If consciousness is a scale in people, how conscious is a dog. Sorta? They seem to think and plan. They hide and deceive and love and grieve. How conscious is a kitten vs a cat? How much of a soul does a mouse or parrot or gorilla have? They have some consciousness, as does a mosquito. Consciousness becomes a lot easier to talk about when you can say “sort of” conscious instead of talking about a binary, as Daniel Dennett proposes.

So I’m a self reflecting system, my son is self organizing into a more crinkly experience of the world, my father is smoothing out and my soon to be daughter is barely there.

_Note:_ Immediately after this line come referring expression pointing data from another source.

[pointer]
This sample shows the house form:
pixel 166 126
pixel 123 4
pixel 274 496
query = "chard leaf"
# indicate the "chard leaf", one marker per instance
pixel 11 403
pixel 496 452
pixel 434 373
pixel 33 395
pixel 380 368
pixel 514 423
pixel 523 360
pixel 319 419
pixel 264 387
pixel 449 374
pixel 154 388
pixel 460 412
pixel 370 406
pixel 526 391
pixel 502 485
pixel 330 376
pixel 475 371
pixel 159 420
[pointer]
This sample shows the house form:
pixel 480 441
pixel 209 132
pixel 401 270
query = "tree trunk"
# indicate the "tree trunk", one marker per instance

Surely she sits in Sam’s belly as more of a possible mind than the concrete though simple plans and dreams of my neighbor’s dog.

If you’ve stuck through this far, sorry this is how I’m announcing that we’re having a baby daughter in May.  I couldn’t figure out a saner way. So let’s also talk about something crazy but probably true: Pan-psychism. Once you let go of consciousness as a binary, you can realize that everything sorta thinks to some degree.

Most of the pan-psychic folks come at it from a place of duality, thinking that if the meat that types these words has a soul, why couldn’t a calmer version of that soul inhabit a rock or a tree or a table? I come from a different perspective. Any system that reacts to stimulus and then modifies itself or reacts to changes within itself is practicing some sort of consciousness or soulness. That perspective is useful when you think about corporations or economies or earthquake resistant buildings or networks of trees and fungus communicating and sharing resources in forests.